= Elmer "Trigger" Burke =

American hitman

Elmer "Trigger" Burke (1917 – January 9, 1958) was an American hitman during the mid-to-late 1940s. He was brought up by his older brother, Charlie. In 1941, he was sent to reform school, but later had his sentence cut for joining the army, where he served in the Italian campaign as an Army Ranger. Later, he served a sentence of two years in Sing Sing Prison for robbery. During his time in jail, his idol and brother, Charlie, was murdered by a man named George Goll. Goll was arrested and later released. To get revenge, Burke shot Goll in Manhattan at the age of 27. Elmer earned his nickname "Trigger" because he would shoot people behind the ear; the police ultimately caught up with him because of his pattern hits. Elmer used to say "He didn't hold up the police station only because they get paid by checks." He would shake down businesses in Manhattan and have them pay him for protection.

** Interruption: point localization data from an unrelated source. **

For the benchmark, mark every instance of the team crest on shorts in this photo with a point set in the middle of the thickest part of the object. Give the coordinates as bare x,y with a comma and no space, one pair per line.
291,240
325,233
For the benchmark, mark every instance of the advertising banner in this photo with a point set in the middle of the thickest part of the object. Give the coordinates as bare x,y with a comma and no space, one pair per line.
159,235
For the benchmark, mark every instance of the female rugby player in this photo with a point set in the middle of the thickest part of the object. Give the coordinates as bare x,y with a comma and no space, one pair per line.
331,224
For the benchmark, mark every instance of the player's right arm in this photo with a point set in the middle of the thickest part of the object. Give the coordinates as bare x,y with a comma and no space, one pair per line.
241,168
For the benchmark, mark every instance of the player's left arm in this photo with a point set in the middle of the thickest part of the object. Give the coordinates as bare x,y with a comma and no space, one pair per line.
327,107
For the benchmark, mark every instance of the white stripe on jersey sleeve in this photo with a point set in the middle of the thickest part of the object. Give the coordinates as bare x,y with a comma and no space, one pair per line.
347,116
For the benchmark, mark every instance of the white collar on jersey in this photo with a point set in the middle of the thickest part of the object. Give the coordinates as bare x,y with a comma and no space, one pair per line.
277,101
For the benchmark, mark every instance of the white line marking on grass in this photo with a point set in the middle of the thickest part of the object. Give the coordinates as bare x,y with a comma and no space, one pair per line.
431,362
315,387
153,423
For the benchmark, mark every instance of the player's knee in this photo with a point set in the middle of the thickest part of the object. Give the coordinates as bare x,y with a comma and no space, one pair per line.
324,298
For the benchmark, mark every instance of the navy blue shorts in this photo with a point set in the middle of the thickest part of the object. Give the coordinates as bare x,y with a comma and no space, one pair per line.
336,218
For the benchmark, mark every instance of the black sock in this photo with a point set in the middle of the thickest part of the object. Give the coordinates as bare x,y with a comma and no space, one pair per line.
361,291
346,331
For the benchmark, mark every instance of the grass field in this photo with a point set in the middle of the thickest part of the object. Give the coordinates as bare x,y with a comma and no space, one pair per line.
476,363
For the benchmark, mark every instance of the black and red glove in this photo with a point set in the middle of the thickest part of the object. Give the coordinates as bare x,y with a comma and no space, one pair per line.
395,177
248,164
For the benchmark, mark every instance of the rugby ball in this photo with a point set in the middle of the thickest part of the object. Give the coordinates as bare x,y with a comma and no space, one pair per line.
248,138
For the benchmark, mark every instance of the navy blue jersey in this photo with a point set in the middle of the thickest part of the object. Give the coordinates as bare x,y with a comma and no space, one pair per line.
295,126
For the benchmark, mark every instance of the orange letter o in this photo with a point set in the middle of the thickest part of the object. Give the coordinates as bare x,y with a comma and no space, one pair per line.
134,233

Later, he murdered Edward "Poochy" Walsh who was sitting in a bar with his friend "Squeeky" on 12 July 1952. He shot "Poochy" because he attempted to stop Burke from shaking down the bartender for protection money. Walsh was already being paid by the same bartender for protection. Walsh broke up a fight Burke had with the bartender earlier in the day. Burke left the bar, but came back with his .45 and shot Walsh in the face. Burke was approx 5' 7" weight approx 140lbs and never fought with his fists, he always used his .45.

==Brinks Job==
Burke was a supporting player in The Brinks Job. In 1954, the mobsters who pulled off the record heist hired Burke to murder Joseph 'Specs' O'Keefe, one of the brains behind the million-dollar Brinks robbery, because the Mob believed O'Keefe, who was under pressure from the police, would turn into a stool pigeon.

Burke took the job and traveled to Boston. Hunting O'Keefe, he found him in a Dorchester, Massachusetts housing project and chased him for a half an hour, firing dozens of rounds at his fleeing quarry. He finally shot O'Keefe in the leg after thirty-five minutes. Thinking he had killed O'Keefe, Burke got into his car and drove off. He remained in Boston as a sight-seer.

O'Keefe contacted the police and swore out a complaint against Burke for attempted murder. He was arrested eight days later in Back Bay, Boston and incarcerated at the Charles Street Jail. Burke escaped, but was recaptured a year later while waiting for a bus in Charleston, South Carolina.

==Execution==
Burke was arrested after a manhunt by Major Case Squad homicide detective (1st Grade) Romolo Imundi and convicted of murdering his friend longshoreman Edward Walsh and was sentenced to death in the electric chair. On 9 January 1958, after eating a final meal of steak, smoking six cigars and spending his last evening reading newspaper clippings about himself, he was executed at Sing Sing Prison. As he was placed into the chair he waved and smiled at the crowd that had gathered to witness his execution.